Memory Hoarding

I am constantly discovering how different habits or aspect of my personality are related to my OCD.  It is both fascinating and unnerving.

For example, as a little girl I used to keep a journal.  When I would write in it I felt a lot of pressure to make sure I recorded every minute detail (after seeing the film I once wrote out the ENTIRE plot to The Princess Diaries…).  I couldn’t really pin down the source of the anxiety but I knew that I wasn’t writing in such excruciating detail because I wanted to, but more because I felt anxiety if I didn’t.

princess diaries

I recently learned about Memory Hoarding, a sub-type of OCD where the sufferer over-attends to memories.  They view memories almost like objects that need to be gathered or collected.  One might spend time replaying a memory, over and over, in order to ensure that it is able to be recalled accurately, and the thought of not being able to revisit that memory at a later time causes a lot of anxiety.  Or one may focus too much on “appreciating the moment” which in and of itself causes someone to not fully appreciate that moment.

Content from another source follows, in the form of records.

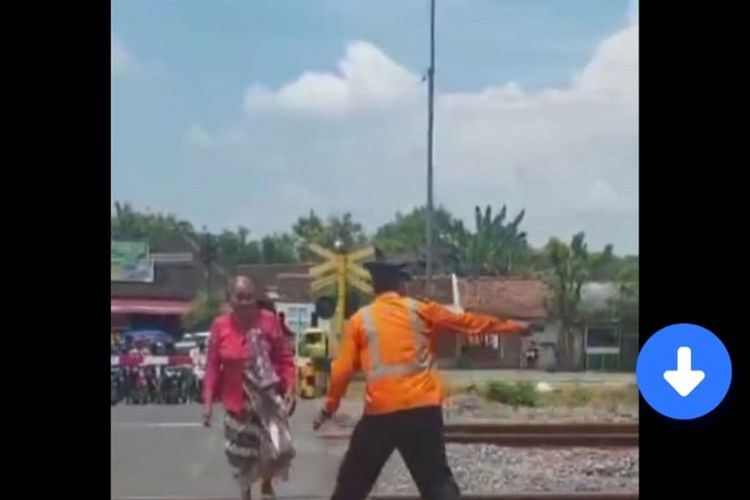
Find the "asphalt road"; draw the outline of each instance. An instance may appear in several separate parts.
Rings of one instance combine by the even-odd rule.
[[[346,443],[313,432],[318,404],[298,402],[292,429],[297,457],[289,481],[276,487],[282,499],[322,499],[331,493]],[[113,407],[112,499],[238,498],[224,457],[222,415],[216,411],[213,427],[206,429],[198,405]]]

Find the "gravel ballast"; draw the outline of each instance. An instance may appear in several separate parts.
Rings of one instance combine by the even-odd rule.
[[[463,493],[638,491],[637,449],[526,449],[449,443],[447,452]],[[383,469],[375,493],[417,494],[398,453]]]

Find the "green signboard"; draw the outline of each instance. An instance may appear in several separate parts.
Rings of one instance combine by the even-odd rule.
[[[154,262],[146,242],[112,241],[110,263],[113,282],[154,281]]]

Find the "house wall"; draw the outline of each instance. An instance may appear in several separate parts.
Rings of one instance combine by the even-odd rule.
[[[529,337],[522,339],[522,349],[525,350],[533,340],[539,347],[539,361],[537,367],[542,370],[554,369],[557,366],[557,349],[560,335],[560,321],[548,320],[544,323],[544,329],[534,332]],[[582,329],[576,330],[573,352],[575,359],[575,369],[582,370],[585,361],[584,349],[585,336]]]

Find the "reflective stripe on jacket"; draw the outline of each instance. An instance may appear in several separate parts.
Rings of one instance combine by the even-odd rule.
[[[390,413],[442,403],[435,369],[434,333],[507,333],[520,330],[514,321],[470,313],[383,293],[351,317],[331,366],[326,410],[334,412],[352,375],[366,380],[365,413]]]

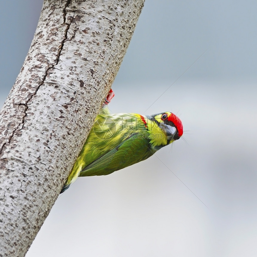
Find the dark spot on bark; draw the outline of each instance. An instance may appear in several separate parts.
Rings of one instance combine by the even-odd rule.
[[[85,83],[84,83],[84,81],[83,80],[80,79],[80,80],[79,80],[79,81],[80,82],[80,84],[79,85],[81,88],[82,88],[84,86],[84,85],[85,84]]]
[[[91,73],[91,76],[92,76],[92,77],[93,78],[93,74],[94,74],[94,73],[95,73],[95,71],[92,69],[90,69],[90,72]]]
[[[68,16],[67,18],[67,19],[68,20],[72,20],[73,19],[73,16],[71,16],[70,15]]]
[[[79,22],[81,19],[81,17],[78,15],[77,14],[73,19],[73,20],[75,22]]]

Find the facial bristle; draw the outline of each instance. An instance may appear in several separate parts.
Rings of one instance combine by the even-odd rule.
[[[183,134],[183,125],[180,119],[174,113],[171,113],[168,118],[168,120],[174,123],[178,131],[178,135],[181,137]]]

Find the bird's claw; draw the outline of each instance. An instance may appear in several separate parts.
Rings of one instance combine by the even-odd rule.
[[[103,104],[103,105],[105,104],[108,104],[111,102],[111,100],[114,96],[114,93],[113,92],[113,91],[112,91],[112,90],[111,88],[109,91],[107,96],[105,98],[105,101]]]

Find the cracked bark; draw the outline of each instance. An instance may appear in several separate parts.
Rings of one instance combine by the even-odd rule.
[[[117,72],[144,0],[45,0],[0,112],[0,256],[23,256]]]

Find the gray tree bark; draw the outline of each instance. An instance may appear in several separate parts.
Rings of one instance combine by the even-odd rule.
[[[0,112],[0,256],[23,256],[107,95],[144,0],[45,0]]]

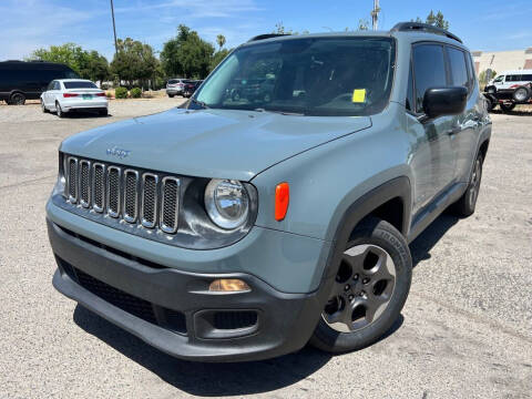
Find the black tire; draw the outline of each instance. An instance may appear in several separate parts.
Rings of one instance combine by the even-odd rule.
[[[468,217],[474,213],[477,200],[479,198],[480,183],[482,181],[482,164],[484,160],[482,154],[477,155],[471,174],[469,176],[469,184],[466,193],[453,204],[453,211],[457,216]]]
[[[41,99],[41,110],[42,110],[42,113],[49,113],[50,111],[48,111],[47,106],[44,105],[44,101],[42,101]]]
[[[24,105],[25,104],[25,95],[22,93],[13,93],[9,98],[9,104],[11,105]]]
[[[531,90],[526,86],[518,88],[512,93],[512,99],[515,102],[523,103],[530,100]]]
[[[59,104],[59,102],[55,102],[55,114],[59,117],[64,117],[65,116],[65,114],[64,114],[63,110],[61,109],[61,105]]]
[[[501,108],[502,112],[510,112],[515,108],[515,103],[500,103],[499,106]]]
[[[365,247],[366,249],[364,249]],[[310,338],[310,344],[313,346],[328,352],[338,354],[358,350],[375,344],[382,338],[386,332],[390,330],[393,323],[399,318],[410,290],[410,284],[412,279],[412,258],[410,256],[410,249],[402,234],[398,232],[397,228],[395,228],[391,224],[376,217],[368,217],[362,221],[356,227],[351,234],[351,237],[349,238],[349,242],[346,244],[344,259],[346,259],[349,250],[357,250],[357,248],[361,248],[362,253],[357,254],[356,256],[349,255],[348,257],[354,259],[352,263],[349,260],[346,266],[346,262],[342,260],[338,266],[335,287],[337,285],[339,285],[339,287],[332,288],[332,291],[329,295],[329,301],[327,303],[319,319],[318,326]],[[379,258],[375,260],[375,266],[370,266],[371,268],[368,270],[366,268],[367,259],[370,256],[377,256],[371,253],[374,249],[377,250],[377,254],[382,254],[383,252],[382,256],[385,260],[380,262],[379,255]],[[382,265],[388,264],[387,260],[391,260],[393,264],[395,276],[388,274],[389,277],[392,277],[392,280],[387,282],[381,294],[378,294],[376,291],[376,287],[381,283],[381,280],[378,280],[378,278],[385,277],[376,277],[374,282],[369,280],[369,277],[377,275],[379,273],[378,270],[383,267]],[[358,269],[357,266],[355,266],[356,264],[359,265]],[[362,269],[360,269],[360,267],[362,267]],[[346,268],[348,272],[346,272]],[[377,270],[372,272],[375,273],[374,275],[368,274],[374,269]],[[344,285],[345,287],[342,288]],[[350,287],[349,290],[347,287]],[[358,288],[356,287],[361,287],[361,295],[357,296],[356,290]],[[342,289],[345,293],[341,291],[341,294],[338,294],[339,290]],[[365,293],[365,289],[368,293]],[[380,314],[376,316],[375,319],[372,316],[369,316],[371,319],[368,320],[367,309],[369,309],[370,305],[368,308],[362,305],[362,308],[366,308],[366,313],[362,317],[356,315],[356,309],[360,307],[356,305],[357,301],[366,300],[367,304],[369,304],[370,297],[378,298],[379,296],[382,296],[386,293],[385,289],[391,289],[391,291],[386,294],[386,304],[381,303],[379,305],[379,310],[381,308],[383,308],[383,310],[380,310]],[[342,301],[344,307],[341,307]],[[338,309],[328,308],[331,306],[331,304],[332,307],[337,307]],[[330,315],[334,317],[334,315],[337,313],[347,313],[349,326],[342,323],[339,324],[348,327],[346,331],[342,331],[342,328],[335,327],[335,324],[331,325],[330,323],[326,321],[326,317],[328,318]],[[376,311],[370,311],[370,314],[375,315]],[[354,317],[360,318],[352,321]],[[329,321],[331,320],[329,319]],[[359,328],[355,328],[357,324],[360,326]]]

For me it works like this; I will be having a good time or sharing a special day, and feeling particularly happy.  Then I have the intrusive thought that it could all be snatched away from me and this time next year I will be aching for this exact moment, unable to accurately recall it.  The compulsion is to look around and take mental pictures, to pay extra close attention to my emotions and my surroundings, and to truly appreciate and savor everything – or else something terrible will happen. For most people taking time to savor the moment is a good thing, a healthy thing. But for someone with OCD this over attention to detail is fueled by anxiety and can have the opposite effect, pulling them out of the moment completely.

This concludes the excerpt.